Lawmakers Eye Challenge To Way U.S. Tests Service Members For Exposure 

THOMAS D. WILLIAMS / Hartford Courant 22jun2005

 

Louisiana has become the first state to challenge the way the federal government tests U.S. service members exposed to the hazardous, radioactive chemical dust from U.S. munitions used in the Iraq wars.

Connecticut may not be far behind.

Thursday, the state House will debate a bill that includes funding for a scientific search to find the best test to determine whether soldiers were exposed to depleted uranium munitions dust.

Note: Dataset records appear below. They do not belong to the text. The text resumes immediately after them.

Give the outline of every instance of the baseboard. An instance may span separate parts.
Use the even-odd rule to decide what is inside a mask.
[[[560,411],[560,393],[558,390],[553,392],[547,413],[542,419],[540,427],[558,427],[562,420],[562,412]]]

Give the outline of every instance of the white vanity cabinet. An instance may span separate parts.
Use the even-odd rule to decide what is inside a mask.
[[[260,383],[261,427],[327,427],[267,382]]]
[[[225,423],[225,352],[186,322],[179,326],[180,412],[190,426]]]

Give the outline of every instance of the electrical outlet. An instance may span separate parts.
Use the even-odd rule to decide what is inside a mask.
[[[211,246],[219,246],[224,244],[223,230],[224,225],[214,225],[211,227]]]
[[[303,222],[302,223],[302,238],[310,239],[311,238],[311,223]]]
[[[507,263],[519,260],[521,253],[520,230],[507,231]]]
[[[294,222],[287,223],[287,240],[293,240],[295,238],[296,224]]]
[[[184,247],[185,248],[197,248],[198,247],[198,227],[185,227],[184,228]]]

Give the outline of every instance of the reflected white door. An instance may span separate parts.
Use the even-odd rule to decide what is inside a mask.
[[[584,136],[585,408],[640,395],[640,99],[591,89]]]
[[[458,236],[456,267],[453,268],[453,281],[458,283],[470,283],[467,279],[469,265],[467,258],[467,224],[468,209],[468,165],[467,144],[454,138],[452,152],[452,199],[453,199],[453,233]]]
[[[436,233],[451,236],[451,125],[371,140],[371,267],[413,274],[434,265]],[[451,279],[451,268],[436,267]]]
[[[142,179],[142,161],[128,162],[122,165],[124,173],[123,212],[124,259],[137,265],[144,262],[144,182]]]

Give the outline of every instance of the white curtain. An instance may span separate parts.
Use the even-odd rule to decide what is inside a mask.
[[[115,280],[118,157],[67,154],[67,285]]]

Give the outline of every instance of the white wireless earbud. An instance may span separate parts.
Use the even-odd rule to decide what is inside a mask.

If the proposal passes in the House, the Senate will consider it Friday. If the wording remains in the Senate version and is signed by Gov. M. Jodi Rell, Connecticut and Louisiana officials will be challenging the federal use of urine tests to determine exposure, a method they believe is insufficient.

Once the best test is identified in Connecticut, the state adjutant general and the state Department of Veterans Affairs will be responsible for approaching federal authorities to ensure that test is administered to returning state service members believed to have been exposed.

In Louisiana, the law, patterned after Connecticut's proposal, also requires the best scientific test for exposed soldiers to be administered by federal health authorities. But that law is not as specific about how that test will be selected. It was passed this month by the Louisiana legislature and signed a week ago by Gov. Kathleen Babineaux Blanco.

The Department of Defense currently entrusts the U.S. Department of Veterans Affairs to give urine tests to service members who believe they were exposed. But relatively few service members have been tested — between 1,000 and 2,000 — and the agencies insist the tests show depleted uranium dust has had little effect on their health.

In fact, Pentagon officials argue the dust can normally be dangerous only to those close to munitions explosions. Nonetheless, military regulations require areas of depleted uranium munitions firings be cleaned and soldiers exposed be tested.

Many veterans advocates, however, say that thousands of service members in both Iraq wars have become seriously ill from the munitions dust. The dust was created from tons of U.S. and British ammunition and bombs fired during those conflicts and in the Balkan wars, as well as by the U.S. in Afghanistan. The depleted uranium dust is also created when tanks protected by depleted uranium shields are destroyed by fire.

The munitions are effective in piercing tanks, bunkers and caves, but they create minuscule particles of deadly dust that can be blown for hundreds of miles. The dust, if inhaled or ingested, can cause a host of maladies including cancers, kidney disease and birth defects.

Millions of Iraqi and Afghan civilians live in areas where the dust flew and settled, but no definitive, overall studies of the health impact on either of the countries have been conducted. More localized studies have revealed, however, that thousands of civilians suffer from cancers and that thousands of children, born to those exposed, suffer from deformities and cancers. United Nations environmental cleanup specialists have asked U.S. officials for locations where the munitions were fired, but they reported receiving no cooperation.